Alex Hamilton

Personal information
- Full name: Alexander William Hamilton
- Date of birth: 5 April 1936
- Place of birth: Armadale, West Lothian, Scotland
- Date of death: 24 July 1993 (aged 57)
- Place of death: Broughty Ferry, Dundee, Scotland
- Height: 5 ft 7 in (1.70 m)
- Position: Right back

Senior career*
- Years: Team / Apps / (Gls)
- 1957–1966: Dundee / 261 / (1)
- 1967–1969: East London Celtic
- 1970–1972: East London United

International career
- 1961–1965: Scotland / 24 / (0)
- 1961–1965: Scottish League XI / 8 / (1)
- 1962–1964: SFA trial v SFL / 2 / (0)

= Alex Hamilton (footballer, born 1936) =

Scottish footballer

Alexander William Hamilton (5 April 1936 – 24 July 1993) was a Scottish footballer, who played for Dundee and the Scotland national team.

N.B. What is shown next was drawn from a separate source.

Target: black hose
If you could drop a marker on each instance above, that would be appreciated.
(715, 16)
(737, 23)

Hamilton, a right back, was signed for Dundee by manager Willie Thornton and made his league debut in a 7–1 win over Airdrieonians in 1957. He remained with Dundee for ten years, winning the League title in 1961–62 and reaching the Scottish Cup final in 1963–64.

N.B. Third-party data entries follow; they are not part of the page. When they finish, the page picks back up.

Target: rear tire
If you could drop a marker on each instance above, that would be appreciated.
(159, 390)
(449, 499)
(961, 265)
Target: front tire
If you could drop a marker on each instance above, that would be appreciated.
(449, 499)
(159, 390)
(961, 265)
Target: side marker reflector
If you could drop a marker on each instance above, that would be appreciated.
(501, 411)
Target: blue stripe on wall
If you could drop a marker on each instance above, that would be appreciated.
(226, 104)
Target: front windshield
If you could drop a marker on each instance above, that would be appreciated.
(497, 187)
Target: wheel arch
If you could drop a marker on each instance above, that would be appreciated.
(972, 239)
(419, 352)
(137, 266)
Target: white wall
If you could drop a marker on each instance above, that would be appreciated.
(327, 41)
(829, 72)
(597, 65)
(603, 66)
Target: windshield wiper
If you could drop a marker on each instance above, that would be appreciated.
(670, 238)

During his time at Dens Park, Hamilton won 24 caps for the Scotland national team. He made his international debut in a 2–1 win over Wales in November 1961. In his 24 appearances for Scotland, Hamilton finished on the winning side on 13 occasions. His final appearance for Scotland was in a 2–1 defeat to Poland in October 1965. He also represented the Scottish League XI.

Hamilton was also a noted singer and was the frontman of a band comprising several of his Dundee teammates, including future Scotland manager Craig Brown. "Hammy and the Hamsters" success was restricted to the local Dundee area however, and they only released one record.

Hamilton left Dundee in 1967 to join Durban United in the South African soccer league known then as the National Football League (NFL). When Durban Spurs merged with Durban United to become Durban Spurs United, Hamilton - together with a number of other players that were surplus to the merged entity's requirements - joined the then newly-promoted East London Celtic.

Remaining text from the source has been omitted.